For Earth Day in 2026, the celebratory events held April 22 numbered well over 10,000 worldwide. From cleanups to teach-ins to tree planting, such activities help boost enthusiasm for caring about the environment. Ultimately, however, it is during the other days of the year that follow-through can bring those good intentions to fruition.
Over decades of Earth Day celebrations, many individuals have found that a focus on environmental care in local communities can reap tangible civic and social benefits. A case in point is Philadelphia, where a long-standing project in urban greening has been linked to drops in crime. That success has led the neighboring city of Chester to trod the same path.
Philadelphia’s story began with green-thumbed activists from the Pennsylvania Horticultural Society seeking to recover good neighborliness, square foot by square foot. Working with local contractors and volunteers, the Society’s LandCare initiative cleaned up and greened nearly 12,000 derelict plots (or one-third of the city’s vacant land) since 2003. (Nationwide, nearly 7.4 million acres – or 15% – of land in American cities is considered vacant or abandoned.)
“It makes the blocks cleaner and nicer. People … start to put a little more effort into their own public spaces/curbs,” one resident told LandCare during a 2025 survey, which found that 47% of residents felt more connected to their neighbors and 59% felt safer.

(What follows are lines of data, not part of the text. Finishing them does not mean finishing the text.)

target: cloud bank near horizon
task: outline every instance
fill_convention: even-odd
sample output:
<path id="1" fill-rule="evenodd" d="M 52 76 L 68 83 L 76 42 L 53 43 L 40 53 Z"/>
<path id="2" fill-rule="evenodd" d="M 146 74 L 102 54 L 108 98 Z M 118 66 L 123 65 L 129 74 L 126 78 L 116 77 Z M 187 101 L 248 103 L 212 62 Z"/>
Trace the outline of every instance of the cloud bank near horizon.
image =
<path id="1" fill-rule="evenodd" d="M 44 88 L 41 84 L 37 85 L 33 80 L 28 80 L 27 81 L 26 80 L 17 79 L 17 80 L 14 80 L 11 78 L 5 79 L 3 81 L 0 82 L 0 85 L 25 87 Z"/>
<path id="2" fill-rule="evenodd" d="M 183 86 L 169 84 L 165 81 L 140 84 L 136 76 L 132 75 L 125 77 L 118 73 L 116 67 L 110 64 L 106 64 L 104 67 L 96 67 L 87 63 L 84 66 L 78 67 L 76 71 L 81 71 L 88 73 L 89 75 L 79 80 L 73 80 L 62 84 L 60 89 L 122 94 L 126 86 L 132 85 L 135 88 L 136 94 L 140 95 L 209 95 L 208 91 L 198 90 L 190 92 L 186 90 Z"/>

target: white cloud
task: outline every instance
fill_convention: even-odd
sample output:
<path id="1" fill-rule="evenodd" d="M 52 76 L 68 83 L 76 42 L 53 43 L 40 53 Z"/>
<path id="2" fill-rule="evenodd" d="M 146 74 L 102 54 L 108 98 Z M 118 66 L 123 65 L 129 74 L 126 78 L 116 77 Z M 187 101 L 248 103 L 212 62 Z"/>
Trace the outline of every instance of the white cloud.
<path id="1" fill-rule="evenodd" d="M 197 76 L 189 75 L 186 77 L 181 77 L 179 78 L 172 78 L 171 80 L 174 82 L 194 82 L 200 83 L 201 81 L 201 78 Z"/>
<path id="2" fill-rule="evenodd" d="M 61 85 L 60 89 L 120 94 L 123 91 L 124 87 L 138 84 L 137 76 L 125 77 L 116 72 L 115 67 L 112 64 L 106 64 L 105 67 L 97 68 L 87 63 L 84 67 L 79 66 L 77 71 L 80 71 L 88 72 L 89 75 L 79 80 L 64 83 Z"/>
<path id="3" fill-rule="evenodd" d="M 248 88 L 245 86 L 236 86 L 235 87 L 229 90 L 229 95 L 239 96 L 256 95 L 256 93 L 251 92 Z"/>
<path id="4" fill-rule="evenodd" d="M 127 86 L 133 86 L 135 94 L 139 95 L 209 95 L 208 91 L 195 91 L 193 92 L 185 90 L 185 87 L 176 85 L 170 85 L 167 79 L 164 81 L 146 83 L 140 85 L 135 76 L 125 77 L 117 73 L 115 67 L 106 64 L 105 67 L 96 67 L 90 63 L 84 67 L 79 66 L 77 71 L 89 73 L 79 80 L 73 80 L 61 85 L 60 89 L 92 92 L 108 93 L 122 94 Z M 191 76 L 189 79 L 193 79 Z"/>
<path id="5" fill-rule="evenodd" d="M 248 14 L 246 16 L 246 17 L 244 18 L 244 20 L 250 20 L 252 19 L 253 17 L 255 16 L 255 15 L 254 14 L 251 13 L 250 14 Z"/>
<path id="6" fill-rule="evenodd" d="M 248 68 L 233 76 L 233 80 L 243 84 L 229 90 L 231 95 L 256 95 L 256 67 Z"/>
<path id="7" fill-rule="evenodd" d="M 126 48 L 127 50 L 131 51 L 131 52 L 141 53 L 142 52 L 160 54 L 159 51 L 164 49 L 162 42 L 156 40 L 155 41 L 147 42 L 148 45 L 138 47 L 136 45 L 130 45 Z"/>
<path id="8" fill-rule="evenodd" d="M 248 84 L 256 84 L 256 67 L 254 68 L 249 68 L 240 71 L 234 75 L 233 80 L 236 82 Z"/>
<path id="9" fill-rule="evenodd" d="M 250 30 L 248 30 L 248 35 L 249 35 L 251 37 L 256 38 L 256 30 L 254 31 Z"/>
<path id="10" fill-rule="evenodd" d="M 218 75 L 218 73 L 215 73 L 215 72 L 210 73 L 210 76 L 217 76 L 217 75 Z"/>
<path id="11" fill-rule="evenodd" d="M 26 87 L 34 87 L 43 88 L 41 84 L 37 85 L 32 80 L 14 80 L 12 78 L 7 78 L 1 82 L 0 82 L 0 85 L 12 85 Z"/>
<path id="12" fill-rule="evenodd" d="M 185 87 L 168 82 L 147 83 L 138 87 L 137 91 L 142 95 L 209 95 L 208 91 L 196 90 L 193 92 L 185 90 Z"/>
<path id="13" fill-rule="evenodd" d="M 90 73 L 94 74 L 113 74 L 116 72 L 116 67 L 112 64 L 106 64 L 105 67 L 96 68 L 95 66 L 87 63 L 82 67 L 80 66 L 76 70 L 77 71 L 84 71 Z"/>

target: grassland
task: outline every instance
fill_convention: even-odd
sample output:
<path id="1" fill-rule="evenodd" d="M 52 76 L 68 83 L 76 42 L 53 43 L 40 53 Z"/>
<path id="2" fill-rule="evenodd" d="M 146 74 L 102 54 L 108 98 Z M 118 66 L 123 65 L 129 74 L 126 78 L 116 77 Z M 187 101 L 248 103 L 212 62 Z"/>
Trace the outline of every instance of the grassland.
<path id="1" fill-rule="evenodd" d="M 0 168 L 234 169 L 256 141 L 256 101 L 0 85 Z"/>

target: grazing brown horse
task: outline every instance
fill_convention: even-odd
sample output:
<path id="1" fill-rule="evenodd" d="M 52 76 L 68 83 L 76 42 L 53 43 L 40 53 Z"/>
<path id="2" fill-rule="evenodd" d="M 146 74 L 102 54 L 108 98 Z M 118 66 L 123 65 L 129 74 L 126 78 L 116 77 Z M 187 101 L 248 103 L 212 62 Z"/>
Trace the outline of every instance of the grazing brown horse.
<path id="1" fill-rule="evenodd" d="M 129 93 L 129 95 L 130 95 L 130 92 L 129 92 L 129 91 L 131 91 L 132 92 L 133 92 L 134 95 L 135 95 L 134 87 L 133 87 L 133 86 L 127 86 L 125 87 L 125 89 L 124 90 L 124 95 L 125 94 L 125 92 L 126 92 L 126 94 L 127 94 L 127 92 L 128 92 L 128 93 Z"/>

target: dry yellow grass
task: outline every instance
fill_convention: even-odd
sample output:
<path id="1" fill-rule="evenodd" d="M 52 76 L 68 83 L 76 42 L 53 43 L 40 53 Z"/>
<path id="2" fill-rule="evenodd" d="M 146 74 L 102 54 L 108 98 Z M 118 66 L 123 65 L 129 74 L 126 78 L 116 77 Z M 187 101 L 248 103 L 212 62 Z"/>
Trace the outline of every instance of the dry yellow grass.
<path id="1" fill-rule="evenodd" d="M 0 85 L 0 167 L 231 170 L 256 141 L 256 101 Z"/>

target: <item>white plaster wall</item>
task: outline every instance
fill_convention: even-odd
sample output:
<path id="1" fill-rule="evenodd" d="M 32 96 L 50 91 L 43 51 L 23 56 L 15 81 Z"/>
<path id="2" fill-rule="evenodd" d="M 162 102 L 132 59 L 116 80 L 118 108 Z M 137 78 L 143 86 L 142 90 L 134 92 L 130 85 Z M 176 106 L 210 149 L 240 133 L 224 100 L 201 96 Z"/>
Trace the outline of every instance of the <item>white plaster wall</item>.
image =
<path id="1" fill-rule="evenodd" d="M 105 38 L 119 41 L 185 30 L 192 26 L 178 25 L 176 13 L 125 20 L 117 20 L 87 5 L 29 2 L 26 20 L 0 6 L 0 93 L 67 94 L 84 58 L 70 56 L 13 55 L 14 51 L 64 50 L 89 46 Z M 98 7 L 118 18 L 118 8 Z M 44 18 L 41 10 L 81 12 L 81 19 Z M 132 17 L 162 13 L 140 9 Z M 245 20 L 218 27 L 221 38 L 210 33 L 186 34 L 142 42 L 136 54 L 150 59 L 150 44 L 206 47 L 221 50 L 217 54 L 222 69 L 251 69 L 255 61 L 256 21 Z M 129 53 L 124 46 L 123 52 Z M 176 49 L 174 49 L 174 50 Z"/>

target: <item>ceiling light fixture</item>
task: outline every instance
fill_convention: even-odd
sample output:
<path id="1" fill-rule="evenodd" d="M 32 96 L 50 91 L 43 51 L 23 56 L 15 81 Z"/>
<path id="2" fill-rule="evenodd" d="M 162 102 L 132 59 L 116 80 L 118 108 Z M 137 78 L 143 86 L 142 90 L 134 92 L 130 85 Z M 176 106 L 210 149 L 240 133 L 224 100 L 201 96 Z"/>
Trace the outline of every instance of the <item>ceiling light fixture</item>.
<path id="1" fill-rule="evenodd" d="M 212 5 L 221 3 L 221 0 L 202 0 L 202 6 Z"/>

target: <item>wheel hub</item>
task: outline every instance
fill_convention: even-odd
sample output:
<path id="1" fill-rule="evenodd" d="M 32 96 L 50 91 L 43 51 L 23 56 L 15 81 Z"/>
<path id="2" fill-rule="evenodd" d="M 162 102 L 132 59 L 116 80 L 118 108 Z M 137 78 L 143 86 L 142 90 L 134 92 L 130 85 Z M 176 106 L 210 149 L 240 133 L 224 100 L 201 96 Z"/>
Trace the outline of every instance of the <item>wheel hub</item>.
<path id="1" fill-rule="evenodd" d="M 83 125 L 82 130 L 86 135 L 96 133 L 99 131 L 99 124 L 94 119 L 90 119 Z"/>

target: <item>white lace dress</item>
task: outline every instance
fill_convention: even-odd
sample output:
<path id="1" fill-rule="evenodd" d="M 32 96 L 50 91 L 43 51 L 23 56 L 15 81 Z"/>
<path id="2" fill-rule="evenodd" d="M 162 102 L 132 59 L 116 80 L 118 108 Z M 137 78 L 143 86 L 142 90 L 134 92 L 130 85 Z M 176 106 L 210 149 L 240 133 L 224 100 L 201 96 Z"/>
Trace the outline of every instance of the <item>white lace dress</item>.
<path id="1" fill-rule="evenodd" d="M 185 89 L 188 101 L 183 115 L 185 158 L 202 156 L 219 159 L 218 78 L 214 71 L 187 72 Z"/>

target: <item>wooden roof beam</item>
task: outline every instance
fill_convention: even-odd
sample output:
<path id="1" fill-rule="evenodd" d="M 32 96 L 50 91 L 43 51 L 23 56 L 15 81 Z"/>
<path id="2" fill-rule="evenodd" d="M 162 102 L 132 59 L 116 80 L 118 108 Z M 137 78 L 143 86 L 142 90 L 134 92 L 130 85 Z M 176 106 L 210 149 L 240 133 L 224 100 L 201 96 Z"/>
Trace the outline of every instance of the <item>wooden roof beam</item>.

Not only do these city dwellers feel safer, they are safer. A 2018 controlled study directly linked greened areas in Philadelphia to a 29.1% drop in gun violence and 21.9% drop in burglaries over time; another study found a reduction in residents’ self-reported depression or poor mental health.
This tracks with broader findings: In Flint, Michigan, cleaner, greener areas saw 40% fewer assaults and violent crimes over a five-year period. A comparative review of 301 of the largest cities in the United States found that greater green space was associated with lower violent crime in all but three cities, and lower property crime in all of them.
A 2025 study by the University of Illinois Urbana-Champaign across 3,100 counties found lower levels of fatal police shootings. “I was gobsmacked. … [The results] were very clear: the greener the county, the fewer the fatal shootings,” co-author William Sullivan told the news site Reasons to be Cheerful in early April.
This finding, he added, confirmed his earlier research: As cleaner, greener spaces encourage neighbors to venture outdoors more, connection and civic engagement increase – as does informal surveillance of neighborhood goings-on.
That spirit of neighborliness in the City of Brotherly Love was captured by one Philadelphian who told LandCare researchers, “Now, I get to hear the sounds from my childhood that were absent before: children giggling and playing outside.”